Es raro que alguien combine con tanta fortuna historia y novela. “Para mí la historia es vida y ha de ser interesante, si solo es erudición puedes hacer algo insoportable; en España hemos hecho mucha dejación de la divulgación, que requiere capacidad narrativa. El paso a la novela es natural: si te gusta la historia le pides algo más, saber por qué Leovigildo tenía esa capacidad de ser implacable, ese algo más te lo permite la novela, como hago en El dios que habita la espada”.

Al preguntarle cuál es su episodio histórico favorito, su gran momento, se le ilumina el rostro, marcado con pequeños puntos donde aún conserva bajo la piel fragmentos del explosivo. “La aparición del emperador Heraclio en el 622 ante sus tropas, el último gran ejército de campaña del Imperio romano, junto al lago de Nicea, con el calzado negro militar y no con las botas púrpuras, para mostrarse como un soldado más que iba a conducirlos contra los persas desde primera línea.

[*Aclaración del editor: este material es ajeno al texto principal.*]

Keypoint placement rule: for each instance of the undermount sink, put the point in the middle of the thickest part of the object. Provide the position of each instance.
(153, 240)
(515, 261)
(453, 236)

Heraclio, que vencerá en la batalla de Nínive, empuña como estandarte la sagrada Cristopolia o Mandylion, el Santo Rostro de Edesa, impreso milagrosamente, como la Sábana Santa. Un día se le tendrá por el primer cruzado, el recuperador de la Vera Cruz, y el mayor héroe de Europa, más que el rey Arturo o el Cid, y todos los monarcas se querrán descendientes de él, incluido Felipe II. Heraclio ante sus tropas, ¡qué escena!”.